HDF5 is a data model and file format designed to store and organize large amounts of data. When saving Keras models in HDF5 format, it preserves:
- Model architecture − The structure and layers
- Model weights − Trained parameters
- Training configuration − Loss function, optimizer settings
- Optimizer state − Current state for resuming training
Complete Example: Training and Saving a Model
Let's create a simple neural network, train it, and save it in HDF5 format −
import tensorflow as tf
from tensorflow import keras
import numpy as np
# Create sample data
x_train = np.random.random((1000, 20))
y_train = np.random.randint(2, size=(1000, 1))
# Create a simple model
model = keras.Sequential([
keras.layers.Dense(64, activation='relu', input_shape=(20,)),
keras.layers.Dense(32, activation='relu'),
keras.layers.Dense(1, activation='sigmoid')
])
# Compile the model
model.compile(optimizer='adam', loss='binary_crossentropy', metrics=['accuracy'])
# Train the model briefly
model.fit(x_train, y_train, epochs=5, verbose=1)

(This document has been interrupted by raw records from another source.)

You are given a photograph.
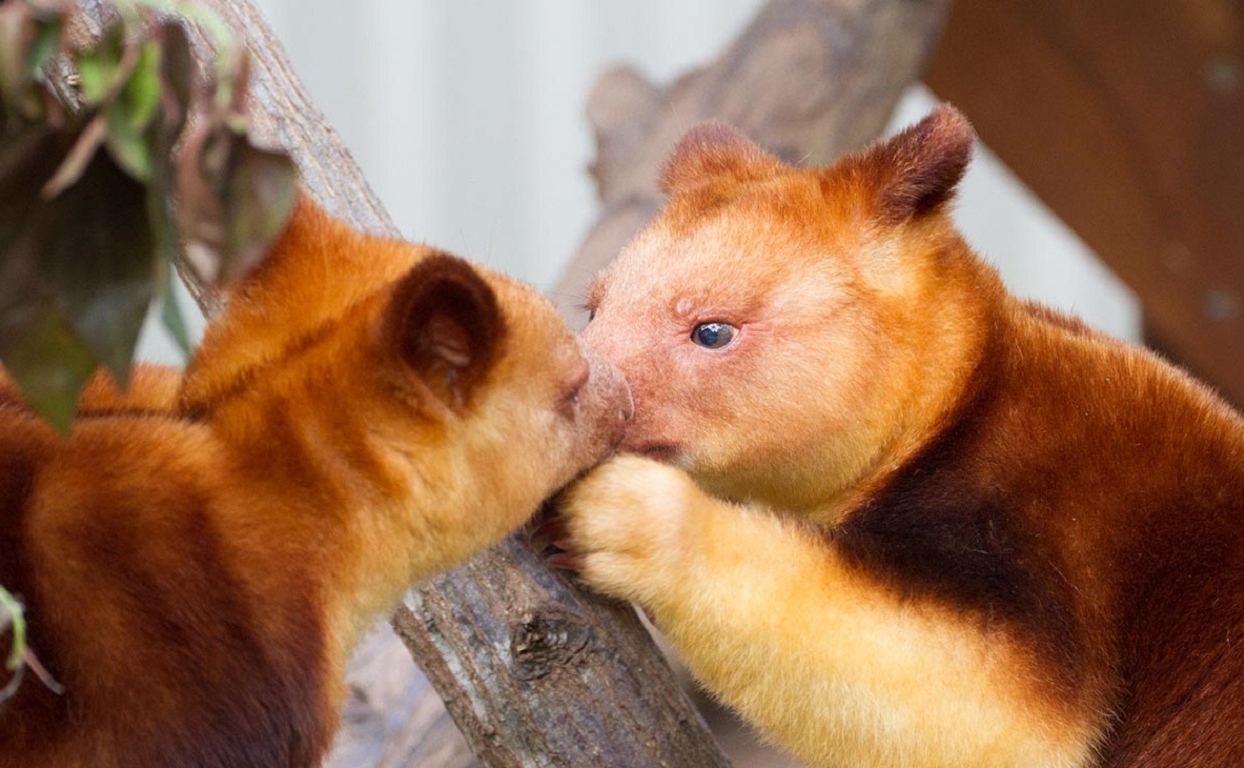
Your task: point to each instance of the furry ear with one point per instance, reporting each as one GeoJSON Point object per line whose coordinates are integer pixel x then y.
{"type": "Point", "coordinates": [917, 171]}
{"type": "Point", "coordinates": [712, 151]}
{"type": "Point", "coordinates": [448, 326]}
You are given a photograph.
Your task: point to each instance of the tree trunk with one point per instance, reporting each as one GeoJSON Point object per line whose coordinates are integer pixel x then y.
{"type": "Point", "coordinates": [535, 671]}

print("The model is saved to HDF5 format")
model.save('my_model.h5')
Epoch 1/5 32/32 [==============================] - 1s 2ms/step - loss: 0.7125 - accuracy: 0.4990 Epoch 2/5 32/32 [==============================] - 0s 2ms/step - loss: 0.6889 - accuracy: 0.5380 Epoch 3/5 32/32 [==============================] - 0s 2ms/step - loss: 0.6764 - accuracy: 0.5680 Epoch 4/5 32/32 [==============================] - 0s 2ms/step - loss: 0.6661 - accuracy: 0.5950 Epoch 5/5 32/32 [==============================] - 0s 2ms/step - loss: 0.6571 - accuracy: 0.6160 The model is saved to HDF5 format
Loading the Saved Model
Now let's load the saved model and verify it works correctly −
print("The same model is recreated with same weights and optimizer")
new_model = tf.keras.models.load_model('my_model.h5')
print("The architecture of the model is observed")
new_model.summary()
# Test that the loaded model works
test_input = np.random.random((1, 20))
prediction = new_model.predict(test_input, verbose=0)
print(f"Sample prediction: {prediction[0][0]:.4f}")
The same model is recreated with same weights and optimizer
The architecture of the model is observed
Model: "sequential"
_________________________________________________________________
Layer (type) Output Shape Param #
=================================================================
dense (Dense) (None, 64) 1344
dense_1 (Dense) (None, 32) 2080
dense_2 (Dense) (None, 1) 33
=================================================================
Total params: 3,457
Trainable params: 3,457
Non-trainable params: 0
_________________________________________________________________
Sample prediction: 0.3847
Alternative: Saving Only Weights
If you only need to save the model weights without the architecture −
# Save only weights in HDF5 format
model.save_weights('model_weights.h5')
# Load weights back (requires same architecture)
model.load_weights('model_weights.h5')
print("Weights loaded successfully")
Weights loaded successfully
Key Points
- Use
model.save('filename.h5')to save the complete model - Use
tf.keras.models.load_model('filename.h5')to load the model - The
.h5extension automatically uses HDF5 format - Saved models preserve architecture, weights, and training configuration
- Use
save_weights()andload_weights()for weights only
Conclusion
Keras makes it simple to save models in HDF5 format using model.save() with a .h5 extension. This preserves the complete model state, making it easy to resume training or deploy models later. The loaded model maintains all original properties including architecture, weights, and optimizer configuration.